Example configuration for the partition shape experiment:
{
"array": {
"shape": [10000, 10000]
},
"partition": {
"shape": [500, 500],
"range": {
"max_nr_elements": 1250000,
"multiplier": 1.5,
"method": "linear"
}
},
"arguments": {
"positionals": [
],
"options": {
}
}
}
Experiment#
Partition shape#
Given the above configuration files we can start the scalability experiments. The first thing to do is to determine a good partition shape to use for the strong and weak scalability experiments. For this we can call lue_scalability.py with the prefixes of the paths containing the cluster, worker, and experiment configuration files. Additionally, we need to tell it that we want to perform a partition shape experiment. This results in a command like this:
# 50 Is a model-specific argument. In this case the number of generations
# that we want the model to simulate
lue_scalability.py \
partition_shape script game_of_life.py "50" orkney cpu_core \
./lue_qa/configuration ./lue_qa/experiment /tmp/scalability
This command will create a Bash script for us, containing all the commands that need to be executed to end up
with enough information to be able to select a good partition shape. The name of the script will be printed.

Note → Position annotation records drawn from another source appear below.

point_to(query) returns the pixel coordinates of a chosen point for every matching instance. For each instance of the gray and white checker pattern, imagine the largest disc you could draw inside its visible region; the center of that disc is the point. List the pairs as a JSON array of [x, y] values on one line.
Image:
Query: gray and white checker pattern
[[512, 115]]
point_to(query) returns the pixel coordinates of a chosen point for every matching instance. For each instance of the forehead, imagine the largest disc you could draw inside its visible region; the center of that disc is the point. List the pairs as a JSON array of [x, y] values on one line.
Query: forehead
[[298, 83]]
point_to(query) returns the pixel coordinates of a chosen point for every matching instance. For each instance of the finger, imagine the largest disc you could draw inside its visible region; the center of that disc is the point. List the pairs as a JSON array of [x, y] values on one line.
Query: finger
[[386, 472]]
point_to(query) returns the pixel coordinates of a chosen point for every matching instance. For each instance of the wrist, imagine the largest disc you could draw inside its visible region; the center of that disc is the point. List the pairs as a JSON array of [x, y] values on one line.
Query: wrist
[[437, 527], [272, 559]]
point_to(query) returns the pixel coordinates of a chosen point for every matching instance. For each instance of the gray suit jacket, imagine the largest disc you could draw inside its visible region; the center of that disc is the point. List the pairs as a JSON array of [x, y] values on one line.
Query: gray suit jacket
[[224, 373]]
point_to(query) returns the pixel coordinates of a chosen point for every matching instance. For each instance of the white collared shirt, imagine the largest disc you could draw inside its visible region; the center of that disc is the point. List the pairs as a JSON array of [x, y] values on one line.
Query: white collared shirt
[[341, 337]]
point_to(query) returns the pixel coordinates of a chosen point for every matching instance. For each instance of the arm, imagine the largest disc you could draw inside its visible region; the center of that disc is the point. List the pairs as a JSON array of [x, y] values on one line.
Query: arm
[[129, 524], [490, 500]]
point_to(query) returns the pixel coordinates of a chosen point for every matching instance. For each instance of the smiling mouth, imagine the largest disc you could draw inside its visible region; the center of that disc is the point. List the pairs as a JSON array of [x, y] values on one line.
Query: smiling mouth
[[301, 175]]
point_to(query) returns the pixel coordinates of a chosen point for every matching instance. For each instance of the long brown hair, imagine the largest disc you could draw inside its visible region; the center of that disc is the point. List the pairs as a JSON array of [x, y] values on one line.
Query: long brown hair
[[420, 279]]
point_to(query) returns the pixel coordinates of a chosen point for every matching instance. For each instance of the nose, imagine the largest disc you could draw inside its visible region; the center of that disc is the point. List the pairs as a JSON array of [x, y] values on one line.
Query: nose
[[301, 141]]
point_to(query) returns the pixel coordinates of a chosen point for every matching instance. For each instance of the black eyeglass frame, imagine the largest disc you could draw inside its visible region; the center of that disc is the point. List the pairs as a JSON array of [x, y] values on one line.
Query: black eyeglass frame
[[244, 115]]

Its name is based on the information passed in:
<result_prefix>/<cluster_name>/<worker_name>/<command_name>/<experiment_name>.sh
.
Once the commands from this Bash script have finished executing, all results must be aggregated into a single
LUE dataset called scalability.lue
, using the same command as before, but using the import stage name
instead of script:
lue_scalability.py \
partition_shape import game_of_life.py "50" orkney cpu_core \
./lue_qa/configuration ./lue_qa/experiment /tmp/scalability
The last step of this experiment involves postprocessing the results. This results in various statistics ending up in the same LUE dataset as created in the previous step, as well as in a PDF containing a graph showing the latencies of performing the experimental runs for different partition shapes. For this we can again use the same command as before, but using the postprocess stage name instead of import:
lue_scalability.py \
partition_shape postprocess game_of_life.py "50" orkney cpu_core \
./lue_qa/configuration ./lue_qa/experiment /tmp/scalability
The experiment is now finished and we can inspect the plot in plot.pdf
to visually inspect the results. We
are interested in a partition shape for which the latency is the lowest. In general we will have multiple
options that have good (low) latencies.
Strong scalability#
Performing a strong scalability experiment involves calling the same commands as in the partition shape experiment, but now using the strong_scalability experiment name instead of partition_shape:
lue_scalability.py \
strong_scalability script game_of_life.py "50" orkney cpu_core \
./lue_qa/configuration ./lue_qa/experiment /tmp/scalability
lue_scalability.py \
strong_scalability import game_of_life.py "50" orkney cpu_core \
./lue_qa/configuration ./lue_qa/experiment /tmp/scalability
lue_scalability.py \
strong_scalability postprocess game_of_life.py "50" orkney cpu_core \
./lue_qa/configuration ./lue_qa/experiment /tmp/scalability
Both model users and LUE developers can be quite happy with these results. The model can actually use additional hardware to speed up the model, but there is still a challenge left for the developers to look into.
Weak scalability#
Performing a weak scalability experiment involves calling the same commands as in the partition shape and strong scalability experiment, but now using the weak_scalability experiment name:
lue_scalability.py \
weak_scalability script game_of_life.py "50" orkney cpu_core \
./lue_qa/configuration ./lue_qa/experiment /tmp/scalability
lue_scalability.py \
weak_scalability import game_of_life.py "50" orkney cpu_core \
./lue_qa/configuration ./lue_qa/experiment /tmp/scalability
lue_scalability.py \
weak_scalability postprocess game_of_life.py "50" orkney cpu_core \
./lue_qa/configuration ./lue_qa/experiment /tmp/scalability
Given these results, model users can make good use of additional hardware to process larger datasets. As we learned already, there is still some room left for improvement.
Bash script#
To make it easy to start a scalability experiment for other models and on different platforms, below is the
Bash script used to obtain the results presented above. To be able to run it the pathname of the directory of
the command used in the experiment (game_of_life.py
in this case) has to be added to $PATH
(and LUE has to
be installed, obviously).
#!/usr/bin/env bash
set -euo pipefail
platform_config_prefix="$HOME/development/project/github/computational_geography/lue_qa/configuration"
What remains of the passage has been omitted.